Frequently asked questions
What are the 4 product risks of SVPG?
Marty Cagan and Silicon Valley Product Group identify four product risks every team must address before a product will succeed: Value risk (will customers buy it or users choose to use it?), Usability risk (can users figure out how to use it?), Feasibility risk (can engineering build it with the time, skills, and technology available?), and Business Viability risk (does it work for the broader business — legal, sales, finance, marketing, brand?).
What are the four risks?
In product management, the four risks are Marty Cagan’s framework for the four kinds of uncertainty every product idea must survive: Value (will anyone want it?), Usability (can users figure out how to use it?), Feasibility (can engineers build it?), and Business Viability (does the rest of the business — legal, finance, sales, marketing, brand — support it?). When people ask about “the four risks” in a roadmap or discovery context, this is almost always what they mean.
What are the big 4 product risks?
The “big four” product risks in Cagan’s SVPG taxonomy are Value, Usability, Feasibility, and Business Viability. They’re called “big” because they are the four risk categories that actually kill products — not the micro-risks of individual features. De-risking an idea means deliberately attacking all four before you commit engineering capacity, usually through a mix of prototyping, customer interviews, technical spikes, and stakeholder review.
What are the types of risk in product development?

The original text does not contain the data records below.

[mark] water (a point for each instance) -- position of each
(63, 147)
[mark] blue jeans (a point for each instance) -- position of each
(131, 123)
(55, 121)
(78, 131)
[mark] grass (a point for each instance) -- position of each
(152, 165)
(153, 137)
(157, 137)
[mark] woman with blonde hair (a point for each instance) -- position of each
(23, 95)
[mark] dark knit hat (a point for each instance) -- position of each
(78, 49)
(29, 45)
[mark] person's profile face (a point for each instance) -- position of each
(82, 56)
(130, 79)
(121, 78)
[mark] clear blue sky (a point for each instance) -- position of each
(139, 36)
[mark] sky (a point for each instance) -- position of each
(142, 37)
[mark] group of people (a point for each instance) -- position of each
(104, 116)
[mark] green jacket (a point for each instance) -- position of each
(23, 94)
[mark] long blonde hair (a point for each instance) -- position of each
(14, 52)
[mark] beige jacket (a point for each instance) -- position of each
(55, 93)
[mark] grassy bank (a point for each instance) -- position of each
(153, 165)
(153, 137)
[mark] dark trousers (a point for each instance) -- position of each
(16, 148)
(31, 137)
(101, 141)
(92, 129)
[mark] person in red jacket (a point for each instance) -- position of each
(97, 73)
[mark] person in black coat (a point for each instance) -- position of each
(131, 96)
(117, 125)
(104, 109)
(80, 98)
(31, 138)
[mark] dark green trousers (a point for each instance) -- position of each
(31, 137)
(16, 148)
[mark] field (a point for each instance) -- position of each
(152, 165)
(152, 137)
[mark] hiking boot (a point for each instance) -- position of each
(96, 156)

In Marty Cagan’s framework, the four types of risk in product development are: Value risk (nobody will buy or use it), Usability risk (the product is too confusing or slow to use), Feasibility risk (engineering can’t build it with the tools, skills, or time available), and Business Viability risk (even if it ships and works, legal, finance, sales, marketing, or brand constraints make it a non-starter). Product discovery exists to address all four before committing delivery capacity.

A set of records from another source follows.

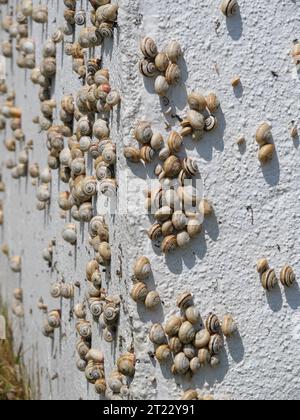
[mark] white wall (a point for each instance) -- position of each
(219, 268)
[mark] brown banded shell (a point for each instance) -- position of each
(163, 353)
(212, 324)
(202, 338)
(157, 334)
(148, 48)
(139, 292)
(229, 326)
(184, 300)
(287, 276)
(262, 265)
(215, 344)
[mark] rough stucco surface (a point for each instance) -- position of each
(263, 361)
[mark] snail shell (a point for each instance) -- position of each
(197, 102)
(186, 333)
(152, 300)
(161, 86)
(229, 7)
(196, 120)
(190, 394)
(269, 279)
(192, 314)
(161, 62)
(287, 276)
(212, 102)
(84, 329)
(184, 300)
(202, 338)
(126, 364)
(212, 324)
(204, 357)
(181, 363)
(229, 326)
(147, 68)
(173, 74)
(183, 239)
(157, 334)
(172, 166)
(148, 48)
(262, 265)
(69, 233)
(266, 152)
(175, 345)
(55, 290)
(174, 141)
(173, 325)
(54, 319)
(139, 292)
(263, 134)
(173, 51)
(143, 132)
(163, 353)
(169, 244)
(215, 344)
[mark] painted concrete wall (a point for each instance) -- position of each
(256, 209)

Which of Marty Cagan’s four big risks should product teams aim to eliminate with discovery?
Product discovery should de-risk all four of Cagan’s risks — Value, Usability, Feasibility, and Business Viability — not just one. In practice, most teams over-index on Feasibility (because engineers are comfortable with technical spikes) and neglect Value and Business Viability. The discipline is to pick the dominant risk for each objective, use the right discovery technique (customer interviews for Value, prototypes for Usability, spikes for Feasibility, stakeholder review for Business Viability), and only commit engineering time once the dominant risk is down to an acceptable level.
What is Marty Cagan’s theory of product risk?
Cagan’s theory is that most product failures come from one of four knowable, addressable risks — Value, Usability, Feasibility, and Business Viability — and that a team’s job is to de-risk each one before they build. Delivery is trivial compared to getting the product right; most organisations invert that, treating building as the hard part and discovery as overhead. The SVPG product operating model reframes discovery as the job and delivery as the output.
What is an example of a usability risk?
A classic usability risk is shipping a feature that users can technically use but never figure out — buried navigation, opaque error messages, confusing labels, or workflows that don’t match how users think about the task. A common example is a self-service migration wizard that requires the user to understand the data model behind it: engineering signs off because every step works in isolation, but real users abandon mid-flow. The discovery technique that catches usability risk is moderated prototype testing — putting a clickable Figma in front of five real users and watching where they get stuck. If three of five fail the same step, that’s the usability risk evidence you need before writing production code.